Sometimes, the applications we develop need to capture the content of web pages for their own use, such as the weather information and news of QQ websites, unlike the search crawler mechanism such as Google, the crawling target page is known to developers. We have reason to avoid the tedious analysis process of using regular expressions too much. It would be nice to parse HTML through DOM after obtaining the HTML of the target webpage. There are two problems here. DOM operations can only be performed on the client using Javascript, VBScript, and other scripting languages. In addition, HTML itself is not in a non-strong format, you cannot use methods similar to XSL for XML parsing. However, since this Blog is written, there must be a solution J.
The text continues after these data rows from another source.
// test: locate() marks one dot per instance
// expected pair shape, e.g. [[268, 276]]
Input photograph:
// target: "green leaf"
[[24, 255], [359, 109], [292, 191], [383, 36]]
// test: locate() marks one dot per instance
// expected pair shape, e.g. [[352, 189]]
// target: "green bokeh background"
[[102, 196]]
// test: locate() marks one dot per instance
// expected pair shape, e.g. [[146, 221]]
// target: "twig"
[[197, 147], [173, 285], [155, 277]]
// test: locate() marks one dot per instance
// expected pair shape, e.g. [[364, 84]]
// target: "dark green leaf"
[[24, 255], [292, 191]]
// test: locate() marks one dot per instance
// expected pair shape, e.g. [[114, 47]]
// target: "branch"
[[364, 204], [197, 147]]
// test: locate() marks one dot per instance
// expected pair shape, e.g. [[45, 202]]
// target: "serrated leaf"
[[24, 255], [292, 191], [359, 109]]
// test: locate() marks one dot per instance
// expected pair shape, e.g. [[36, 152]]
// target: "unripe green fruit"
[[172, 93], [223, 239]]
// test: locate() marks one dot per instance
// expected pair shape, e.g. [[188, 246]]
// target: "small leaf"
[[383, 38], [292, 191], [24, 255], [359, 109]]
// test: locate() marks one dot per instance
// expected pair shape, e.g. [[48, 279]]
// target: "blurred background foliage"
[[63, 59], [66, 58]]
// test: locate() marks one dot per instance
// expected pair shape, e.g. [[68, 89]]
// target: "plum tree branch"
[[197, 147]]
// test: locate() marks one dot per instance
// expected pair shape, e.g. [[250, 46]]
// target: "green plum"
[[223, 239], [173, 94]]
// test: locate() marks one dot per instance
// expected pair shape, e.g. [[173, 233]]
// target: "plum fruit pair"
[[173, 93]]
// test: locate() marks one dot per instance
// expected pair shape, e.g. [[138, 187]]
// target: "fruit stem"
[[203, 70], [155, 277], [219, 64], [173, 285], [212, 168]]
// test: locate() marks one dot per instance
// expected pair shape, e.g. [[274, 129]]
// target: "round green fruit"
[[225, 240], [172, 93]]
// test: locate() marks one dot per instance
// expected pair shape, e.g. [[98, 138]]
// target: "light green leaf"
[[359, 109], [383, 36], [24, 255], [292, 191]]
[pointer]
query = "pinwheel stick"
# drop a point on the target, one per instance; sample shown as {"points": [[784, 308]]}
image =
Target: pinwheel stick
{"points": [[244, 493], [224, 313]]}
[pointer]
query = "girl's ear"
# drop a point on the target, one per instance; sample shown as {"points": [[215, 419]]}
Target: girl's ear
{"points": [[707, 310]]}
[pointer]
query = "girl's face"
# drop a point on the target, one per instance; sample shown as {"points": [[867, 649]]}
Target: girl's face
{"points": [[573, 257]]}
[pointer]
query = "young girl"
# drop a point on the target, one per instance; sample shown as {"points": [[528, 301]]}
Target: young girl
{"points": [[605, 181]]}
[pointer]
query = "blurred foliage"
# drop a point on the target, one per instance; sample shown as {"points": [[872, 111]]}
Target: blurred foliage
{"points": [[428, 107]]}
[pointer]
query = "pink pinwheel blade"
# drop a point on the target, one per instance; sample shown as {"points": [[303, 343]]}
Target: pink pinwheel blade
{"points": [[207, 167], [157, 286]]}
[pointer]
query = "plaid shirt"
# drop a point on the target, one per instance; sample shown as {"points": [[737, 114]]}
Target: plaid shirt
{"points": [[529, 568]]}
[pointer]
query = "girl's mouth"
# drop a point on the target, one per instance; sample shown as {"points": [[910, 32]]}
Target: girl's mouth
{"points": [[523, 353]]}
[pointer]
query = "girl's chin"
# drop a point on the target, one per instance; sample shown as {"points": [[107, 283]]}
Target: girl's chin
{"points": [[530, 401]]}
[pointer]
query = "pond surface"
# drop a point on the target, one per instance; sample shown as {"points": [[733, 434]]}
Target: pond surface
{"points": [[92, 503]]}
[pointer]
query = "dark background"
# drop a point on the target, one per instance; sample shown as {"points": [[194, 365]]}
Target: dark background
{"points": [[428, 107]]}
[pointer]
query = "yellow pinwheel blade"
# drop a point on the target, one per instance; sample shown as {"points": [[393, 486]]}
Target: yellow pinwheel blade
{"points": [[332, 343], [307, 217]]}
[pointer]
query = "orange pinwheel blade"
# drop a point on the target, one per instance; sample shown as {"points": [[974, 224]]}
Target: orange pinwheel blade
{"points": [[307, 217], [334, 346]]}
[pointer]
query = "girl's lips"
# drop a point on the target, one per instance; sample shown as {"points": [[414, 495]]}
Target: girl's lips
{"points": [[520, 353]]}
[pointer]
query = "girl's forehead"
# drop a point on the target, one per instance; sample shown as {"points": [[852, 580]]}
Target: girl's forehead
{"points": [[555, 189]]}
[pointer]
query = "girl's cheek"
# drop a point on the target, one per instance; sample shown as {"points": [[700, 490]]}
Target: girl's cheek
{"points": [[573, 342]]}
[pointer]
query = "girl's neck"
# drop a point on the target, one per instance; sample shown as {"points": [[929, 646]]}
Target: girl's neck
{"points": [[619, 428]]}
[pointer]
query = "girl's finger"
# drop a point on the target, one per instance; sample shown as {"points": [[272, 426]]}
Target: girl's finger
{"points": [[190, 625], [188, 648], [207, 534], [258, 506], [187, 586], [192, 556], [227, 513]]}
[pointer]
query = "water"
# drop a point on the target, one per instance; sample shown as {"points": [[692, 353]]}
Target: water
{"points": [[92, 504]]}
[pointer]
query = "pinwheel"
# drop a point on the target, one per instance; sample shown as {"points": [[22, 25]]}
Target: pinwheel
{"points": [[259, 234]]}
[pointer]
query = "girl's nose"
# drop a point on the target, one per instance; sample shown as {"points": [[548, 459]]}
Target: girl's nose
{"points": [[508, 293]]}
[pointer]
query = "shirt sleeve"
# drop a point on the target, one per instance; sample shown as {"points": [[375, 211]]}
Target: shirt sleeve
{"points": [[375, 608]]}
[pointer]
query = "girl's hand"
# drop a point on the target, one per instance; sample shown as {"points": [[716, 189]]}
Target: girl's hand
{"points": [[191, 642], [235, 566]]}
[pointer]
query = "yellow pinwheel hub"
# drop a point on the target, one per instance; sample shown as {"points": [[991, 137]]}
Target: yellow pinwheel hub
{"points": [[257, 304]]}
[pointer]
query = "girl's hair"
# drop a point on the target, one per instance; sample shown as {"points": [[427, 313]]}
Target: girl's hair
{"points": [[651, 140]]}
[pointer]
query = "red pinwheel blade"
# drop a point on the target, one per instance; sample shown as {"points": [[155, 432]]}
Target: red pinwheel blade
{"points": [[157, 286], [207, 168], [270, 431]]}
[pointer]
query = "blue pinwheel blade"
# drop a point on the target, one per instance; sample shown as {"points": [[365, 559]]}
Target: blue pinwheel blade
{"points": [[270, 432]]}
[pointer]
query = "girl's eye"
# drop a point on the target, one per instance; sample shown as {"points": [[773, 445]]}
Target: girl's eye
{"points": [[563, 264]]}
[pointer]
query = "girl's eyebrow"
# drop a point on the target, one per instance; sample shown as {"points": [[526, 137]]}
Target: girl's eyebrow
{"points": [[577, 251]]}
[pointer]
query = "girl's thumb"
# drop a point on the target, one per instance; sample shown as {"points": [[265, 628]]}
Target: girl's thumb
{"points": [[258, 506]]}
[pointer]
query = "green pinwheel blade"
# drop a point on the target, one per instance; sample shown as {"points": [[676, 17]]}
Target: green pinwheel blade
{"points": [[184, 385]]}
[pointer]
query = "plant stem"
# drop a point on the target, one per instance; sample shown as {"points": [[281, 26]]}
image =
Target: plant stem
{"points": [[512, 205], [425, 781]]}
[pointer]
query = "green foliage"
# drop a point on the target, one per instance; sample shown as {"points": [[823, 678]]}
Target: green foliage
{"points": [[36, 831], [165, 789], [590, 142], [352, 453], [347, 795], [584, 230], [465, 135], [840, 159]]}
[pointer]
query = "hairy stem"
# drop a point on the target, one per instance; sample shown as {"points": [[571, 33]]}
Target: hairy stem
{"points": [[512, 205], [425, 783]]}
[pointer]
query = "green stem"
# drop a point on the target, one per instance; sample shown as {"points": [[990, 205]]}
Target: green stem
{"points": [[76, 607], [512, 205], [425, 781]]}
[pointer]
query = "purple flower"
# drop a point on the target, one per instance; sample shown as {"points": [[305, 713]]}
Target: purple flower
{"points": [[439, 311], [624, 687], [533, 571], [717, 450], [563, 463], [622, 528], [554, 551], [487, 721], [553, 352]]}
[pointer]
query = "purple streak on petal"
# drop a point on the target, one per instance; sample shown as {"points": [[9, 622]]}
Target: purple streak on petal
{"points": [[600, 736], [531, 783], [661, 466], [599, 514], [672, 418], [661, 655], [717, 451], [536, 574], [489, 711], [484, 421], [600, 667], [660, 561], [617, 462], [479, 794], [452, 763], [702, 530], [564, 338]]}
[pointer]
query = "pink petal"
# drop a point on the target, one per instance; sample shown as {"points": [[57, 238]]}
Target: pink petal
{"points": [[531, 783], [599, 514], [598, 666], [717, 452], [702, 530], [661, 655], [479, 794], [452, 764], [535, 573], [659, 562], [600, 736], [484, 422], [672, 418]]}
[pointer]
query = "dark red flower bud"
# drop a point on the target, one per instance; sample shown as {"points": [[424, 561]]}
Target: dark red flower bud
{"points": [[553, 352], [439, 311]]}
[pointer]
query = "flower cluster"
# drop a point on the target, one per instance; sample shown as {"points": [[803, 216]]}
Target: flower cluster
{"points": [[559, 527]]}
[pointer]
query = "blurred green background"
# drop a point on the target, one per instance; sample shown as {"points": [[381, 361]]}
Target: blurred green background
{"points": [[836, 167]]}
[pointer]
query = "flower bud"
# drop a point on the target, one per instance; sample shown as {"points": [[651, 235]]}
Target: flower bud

Thank you very much for the open-source SgmlReader project brought to us by Microsoft XML Master Chris Lovett. We know that XML and HTML are both a subset of Sgml. Through SgmlReader, you can convert HTML to generate a standard HTML (Well-Formed HTML, although this is not called, but this is what we will say for the time being ), the XML XPath syntax can be used to read webpage data. In. NET Framework, the problems we encounter become so easy.
A simple example program is written to capture the weather information of the QQ website and obtain the webpage content by changing the city name and XPath.
Code:Download
PS: In addition to SgmlReader, the. NET Html Agility Pack of Simon Mourier also has similar functions.